When house hacking a duplex, start by estimating the total monthly rent you can earn from the unit you’ll rent out. Compare this to your total monthly costs, including mortgage, insurance, taxes, vacancy and maintenance. A good deal is one where the rent covers most or all of your expenses. Tools like Cashflow Analyzer Pro with Deal Instant Analyzer from Asset AFC can help you break this down and understand your potential cash flow and return on investment. Lastly, don’t rush—focus on properties in good locations and with solid potential for both income and appreciation. Good luck! 

Post: Long Term Rental Analysis - Multifamily

Addy ChupaPosted
  • Developer
  • Posts 19
  • Votes 6
Quote from @Matthew Posteraro:

I am in the phase of practicing deal analysis on possible investment properties in the area I am looking to invest in. The property would be a multi family that me and my wife would live in one unit and rent out the rest. Where I am looking for guidance is we plan on using a larger down payment of at least 50% to be on the conservative side of leverage. Using this to measure cash flow and a few other metrics seems to make most properties I run numbers for very good opportunities. I am afraid we will fall for a property with a false sense of a good deal.

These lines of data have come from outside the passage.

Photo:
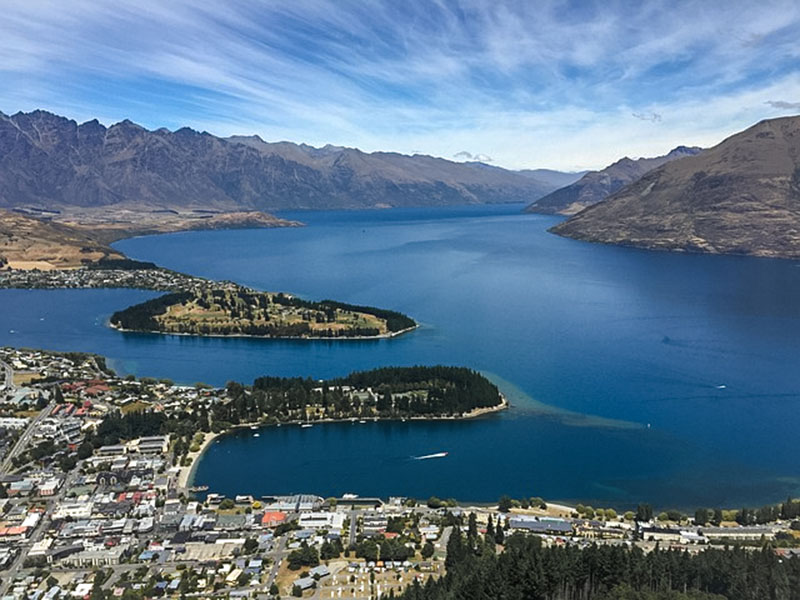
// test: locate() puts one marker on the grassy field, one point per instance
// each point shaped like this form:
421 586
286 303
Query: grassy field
275 314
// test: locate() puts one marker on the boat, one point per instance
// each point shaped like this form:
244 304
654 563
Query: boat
435 455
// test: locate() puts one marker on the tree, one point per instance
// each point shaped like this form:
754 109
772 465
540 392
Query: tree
472 528
67 463
644 512
85 450
717 520
304 556
427 550
499 535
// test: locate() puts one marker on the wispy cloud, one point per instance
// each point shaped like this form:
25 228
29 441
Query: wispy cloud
464 155
652 117
782 104
531 84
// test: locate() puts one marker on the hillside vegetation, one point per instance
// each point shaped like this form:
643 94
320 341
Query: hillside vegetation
235 310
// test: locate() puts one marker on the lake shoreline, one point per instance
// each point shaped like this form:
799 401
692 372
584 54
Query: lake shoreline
382 336
187 473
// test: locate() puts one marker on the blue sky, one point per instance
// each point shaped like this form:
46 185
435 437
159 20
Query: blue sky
527 84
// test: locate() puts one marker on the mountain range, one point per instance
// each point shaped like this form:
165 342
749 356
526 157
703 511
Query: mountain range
51 163
739 197
596 186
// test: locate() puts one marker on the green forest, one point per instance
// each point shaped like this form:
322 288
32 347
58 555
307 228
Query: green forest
397 392
527 570
240 311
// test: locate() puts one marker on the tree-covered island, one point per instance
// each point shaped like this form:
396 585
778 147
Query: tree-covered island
385 393
224 309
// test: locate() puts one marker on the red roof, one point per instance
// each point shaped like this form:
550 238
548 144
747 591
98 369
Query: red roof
273 518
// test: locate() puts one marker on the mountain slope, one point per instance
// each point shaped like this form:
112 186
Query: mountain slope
52 162
596 186
740 197
557 179
27 243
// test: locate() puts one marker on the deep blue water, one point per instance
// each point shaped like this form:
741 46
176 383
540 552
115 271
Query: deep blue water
637 338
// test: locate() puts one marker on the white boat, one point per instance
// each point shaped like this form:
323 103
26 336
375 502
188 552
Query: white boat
435 455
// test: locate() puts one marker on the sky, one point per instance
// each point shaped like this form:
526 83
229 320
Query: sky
529 84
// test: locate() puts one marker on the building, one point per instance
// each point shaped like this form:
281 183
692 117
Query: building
739 534
111 451
321 520
158 444
296 503
541 526
273 518
96 558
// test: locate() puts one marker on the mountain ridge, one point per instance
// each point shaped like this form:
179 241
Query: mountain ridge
54 162
596 186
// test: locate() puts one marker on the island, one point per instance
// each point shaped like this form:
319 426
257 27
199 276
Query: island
228 309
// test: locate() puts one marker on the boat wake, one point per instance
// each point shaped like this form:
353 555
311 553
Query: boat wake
429 456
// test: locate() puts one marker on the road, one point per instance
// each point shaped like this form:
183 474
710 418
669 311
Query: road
8 376
23 440
44 523
351 540
278 554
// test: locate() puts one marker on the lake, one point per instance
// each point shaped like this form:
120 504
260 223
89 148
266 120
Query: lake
634 376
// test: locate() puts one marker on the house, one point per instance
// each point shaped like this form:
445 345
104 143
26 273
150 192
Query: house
273 518
660 534
739 534
157 444
321 520
319 572
111 451
305 583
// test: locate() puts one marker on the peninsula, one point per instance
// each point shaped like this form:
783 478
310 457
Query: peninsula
226 309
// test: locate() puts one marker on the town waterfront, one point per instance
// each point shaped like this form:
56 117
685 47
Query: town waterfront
633 375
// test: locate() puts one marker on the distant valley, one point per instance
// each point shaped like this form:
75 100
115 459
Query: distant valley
67 190
50 163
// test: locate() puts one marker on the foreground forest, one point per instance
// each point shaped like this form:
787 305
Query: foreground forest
528 571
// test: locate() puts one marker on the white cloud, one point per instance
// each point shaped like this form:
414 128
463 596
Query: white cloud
528 83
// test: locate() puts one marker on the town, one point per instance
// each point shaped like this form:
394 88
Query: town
97 502
110 273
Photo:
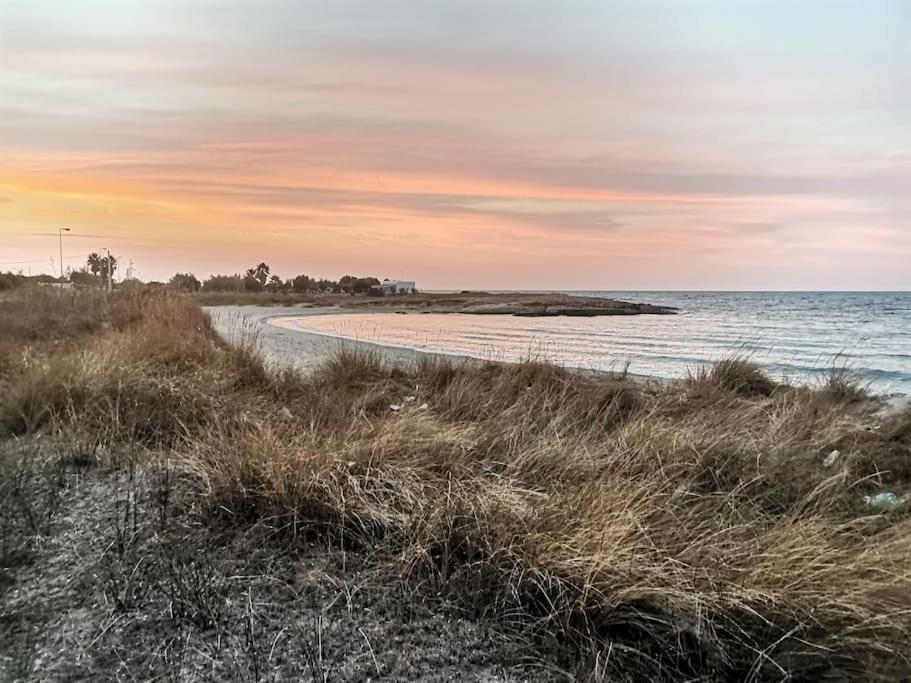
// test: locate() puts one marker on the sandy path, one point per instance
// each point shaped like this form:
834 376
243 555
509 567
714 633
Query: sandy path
295 347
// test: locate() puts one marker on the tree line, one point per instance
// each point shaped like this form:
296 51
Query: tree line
94 272
259 278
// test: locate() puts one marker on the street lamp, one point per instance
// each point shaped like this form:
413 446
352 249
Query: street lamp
60 232
108 264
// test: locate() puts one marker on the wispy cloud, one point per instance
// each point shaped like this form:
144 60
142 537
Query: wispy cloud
534 130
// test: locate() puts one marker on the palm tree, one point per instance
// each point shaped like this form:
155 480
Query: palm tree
261 272
95 263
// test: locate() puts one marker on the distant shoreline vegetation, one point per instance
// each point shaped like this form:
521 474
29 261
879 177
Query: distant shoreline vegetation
259 278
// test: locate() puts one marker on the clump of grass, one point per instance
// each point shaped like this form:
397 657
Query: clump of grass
687 531
738 375
840 385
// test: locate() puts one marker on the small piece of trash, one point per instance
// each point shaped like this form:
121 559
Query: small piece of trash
882 501
831 458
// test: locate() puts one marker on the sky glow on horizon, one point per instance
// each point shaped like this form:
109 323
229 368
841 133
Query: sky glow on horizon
500 144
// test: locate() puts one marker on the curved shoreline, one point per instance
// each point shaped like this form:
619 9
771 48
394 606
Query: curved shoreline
300 348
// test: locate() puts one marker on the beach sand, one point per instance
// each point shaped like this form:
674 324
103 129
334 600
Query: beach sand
293 346
282 346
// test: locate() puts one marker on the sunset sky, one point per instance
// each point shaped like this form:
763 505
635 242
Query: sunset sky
577 145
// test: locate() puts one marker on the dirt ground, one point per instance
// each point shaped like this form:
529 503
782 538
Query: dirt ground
112 573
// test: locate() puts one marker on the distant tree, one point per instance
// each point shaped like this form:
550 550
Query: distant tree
275 285
252 284
83 278
223 283
98 265
94 263
260 273
184 282
10 281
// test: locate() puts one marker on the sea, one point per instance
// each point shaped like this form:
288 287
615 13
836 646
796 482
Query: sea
797 337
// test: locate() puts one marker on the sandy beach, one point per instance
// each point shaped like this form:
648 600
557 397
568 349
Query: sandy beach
294 347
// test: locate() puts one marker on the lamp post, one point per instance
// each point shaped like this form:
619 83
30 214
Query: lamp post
108 264
60 233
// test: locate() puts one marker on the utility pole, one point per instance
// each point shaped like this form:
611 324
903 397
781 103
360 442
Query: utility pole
60 233
108 262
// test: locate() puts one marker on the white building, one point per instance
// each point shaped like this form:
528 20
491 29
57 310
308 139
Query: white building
399 287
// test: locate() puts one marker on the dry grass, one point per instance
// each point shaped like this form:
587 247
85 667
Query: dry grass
687 531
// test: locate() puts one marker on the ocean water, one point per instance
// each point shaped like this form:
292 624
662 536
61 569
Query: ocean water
796 336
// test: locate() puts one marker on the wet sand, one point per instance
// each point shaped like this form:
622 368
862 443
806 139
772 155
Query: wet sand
295 347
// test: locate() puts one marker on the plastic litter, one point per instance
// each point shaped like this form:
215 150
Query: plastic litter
831 458
882 501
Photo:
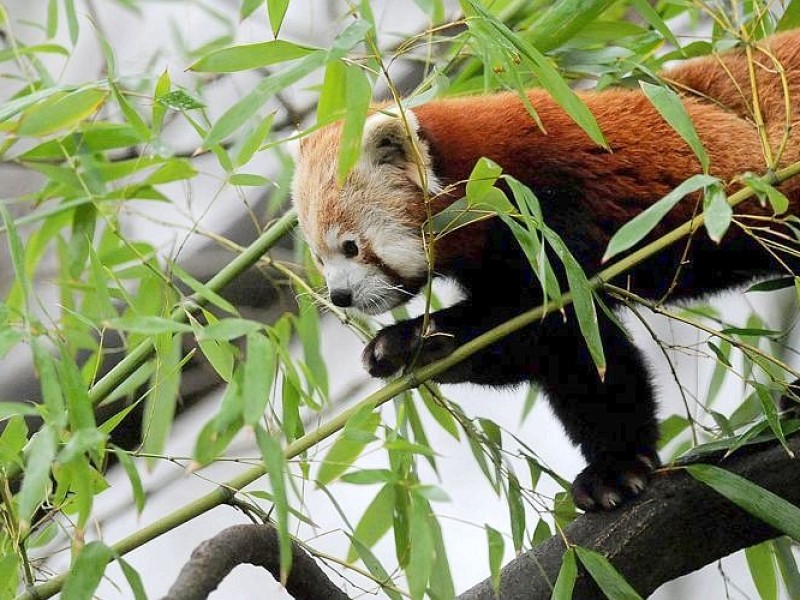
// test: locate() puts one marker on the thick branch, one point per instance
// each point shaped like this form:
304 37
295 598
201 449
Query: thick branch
251 544
677 526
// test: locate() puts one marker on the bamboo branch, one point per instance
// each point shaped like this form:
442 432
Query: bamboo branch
404 383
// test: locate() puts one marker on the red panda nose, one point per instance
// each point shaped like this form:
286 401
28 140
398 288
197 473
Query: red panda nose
342 298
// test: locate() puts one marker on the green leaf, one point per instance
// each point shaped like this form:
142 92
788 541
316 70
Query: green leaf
148 325
422 550
788 566
547 75
561 20
761 563
61 112
717 212
358 94
254 140
86 572
229 329
134 581
606 576
11 409
259 376
133 476
358 432
276 10
566 576
159 410
374 523
248 179
496 547
637 228
374 566
238 114
275 463
179 100
761 503
39 455
250 56
248 7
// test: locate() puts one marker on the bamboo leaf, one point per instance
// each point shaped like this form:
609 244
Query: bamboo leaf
276 10
496 547
275 464
250 56
86 572
39 455
606 576
566 576
62 112
637 228
761 503
761 562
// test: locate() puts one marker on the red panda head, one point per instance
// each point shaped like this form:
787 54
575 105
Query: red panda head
365 234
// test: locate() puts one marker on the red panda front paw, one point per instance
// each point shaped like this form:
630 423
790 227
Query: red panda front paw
608 484
403 345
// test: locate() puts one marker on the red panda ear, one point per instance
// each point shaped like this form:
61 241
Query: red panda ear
388 139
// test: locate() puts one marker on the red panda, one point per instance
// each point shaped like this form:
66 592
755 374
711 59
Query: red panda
366 234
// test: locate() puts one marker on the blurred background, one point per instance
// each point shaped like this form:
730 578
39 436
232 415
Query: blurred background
194 229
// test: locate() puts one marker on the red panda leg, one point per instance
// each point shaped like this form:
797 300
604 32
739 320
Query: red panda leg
612 421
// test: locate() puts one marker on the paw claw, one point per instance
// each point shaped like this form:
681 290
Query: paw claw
609 483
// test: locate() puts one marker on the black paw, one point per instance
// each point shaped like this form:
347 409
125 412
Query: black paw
608 484
402 345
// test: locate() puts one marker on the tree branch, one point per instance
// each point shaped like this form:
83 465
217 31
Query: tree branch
254 544
675 527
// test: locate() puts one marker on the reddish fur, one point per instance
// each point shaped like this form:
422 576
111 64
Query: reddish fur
647 159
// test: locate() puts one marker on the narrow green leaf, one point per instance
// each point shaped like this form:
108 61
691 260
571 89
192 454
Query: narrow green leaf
133 476
86 572
637 228
248 179
606 576
788 566
496 547
374 566
250 56
254 140
276 10
422 550
229 329
148 325
347 447
241 112
375 522
133 578
761 503
275 463
566 576
72 20
39 455
259 376
546 73
358 92
248 7
761 563
717 212
61 112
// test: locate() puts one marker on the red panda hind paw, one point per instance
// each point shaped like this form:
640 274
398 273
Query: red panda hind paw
398 346
608 484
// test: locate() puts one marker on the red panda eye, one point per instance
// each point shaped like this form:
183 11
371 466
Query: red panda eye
349 248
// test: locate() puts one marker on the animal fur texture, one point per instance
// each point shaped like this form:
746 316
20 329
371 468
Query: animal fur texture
366 233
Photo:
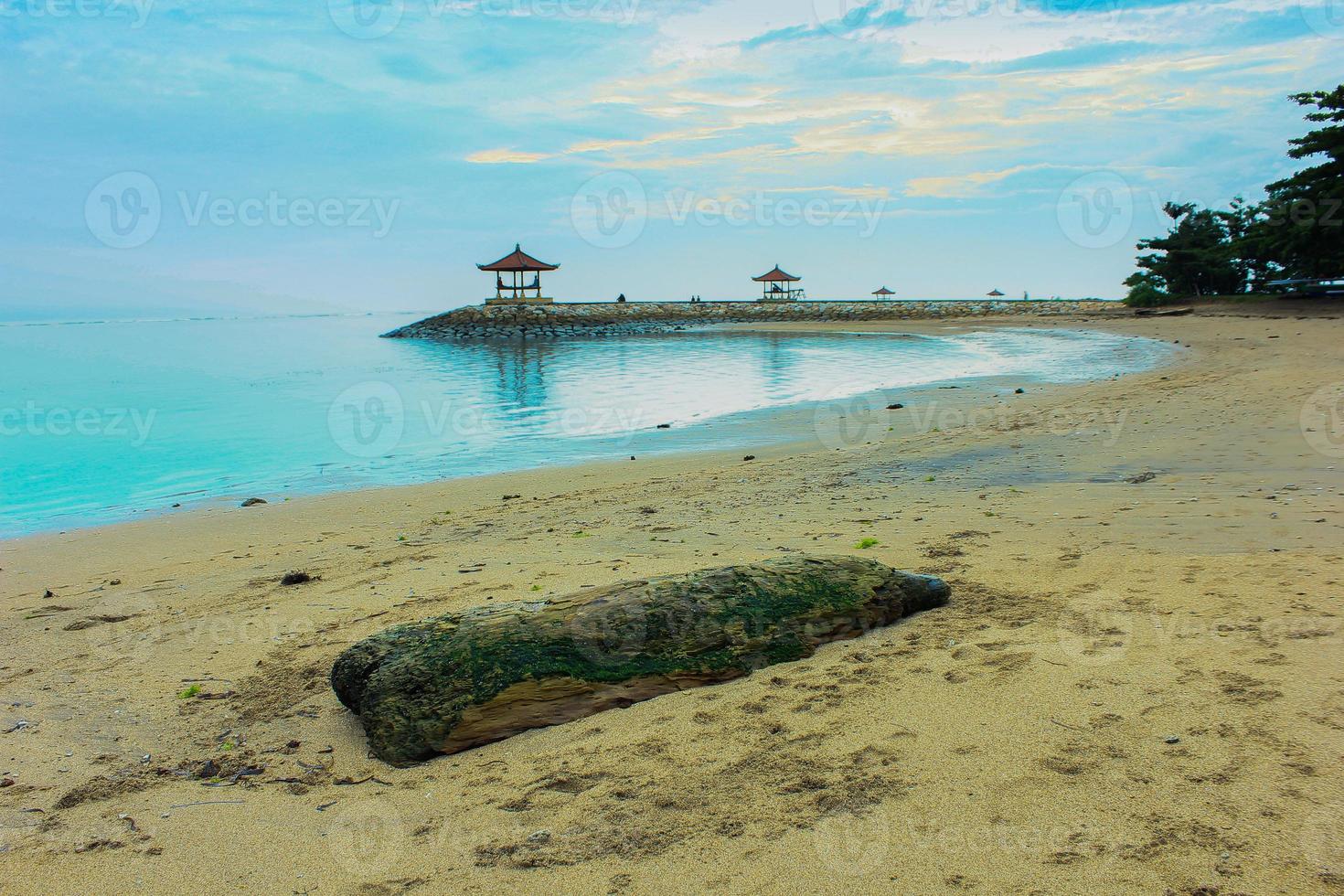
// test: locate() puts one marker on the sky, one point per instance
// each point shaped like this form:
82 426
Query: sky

Are there any suggestions to help me run an analysis that would better account for the larger down payment and allow me to better analyze potential properties in the future. Thanks in advance for the advice!


Hi Matthew,


It’s awesome that you and your wife are working toward becoming debt-free soon, and it’s great that you’re taking a conservative approach with a larger down payment. House hacking by living in one unit and renting out the others is a smart strategy to build wealth. Your concern about deals looking "too good to be true" with 50% down is valid, so focusing on a well-rounded analysis is a great move.

Tools like Cashflow Analyzer Pro with Deal Instant Analyzer can provide a detailed breakdown of real estate investments. They analyze components such as cash flow, principal paydown, appreciation (both home and renovation), initial equity, depreciation, and interest deductions for tax savings, giving you a clear picture of individual gains and ROI over 30 years. This helps you identify which factors drive the best returns and make confident, informed decisions.

It’s also important to test your numbers with scenarios like higher vacancies, unexpected expenses, interest rate changes, or rent adjustments over the years. This ensures the property performs well even under less-than-ideal circumstances.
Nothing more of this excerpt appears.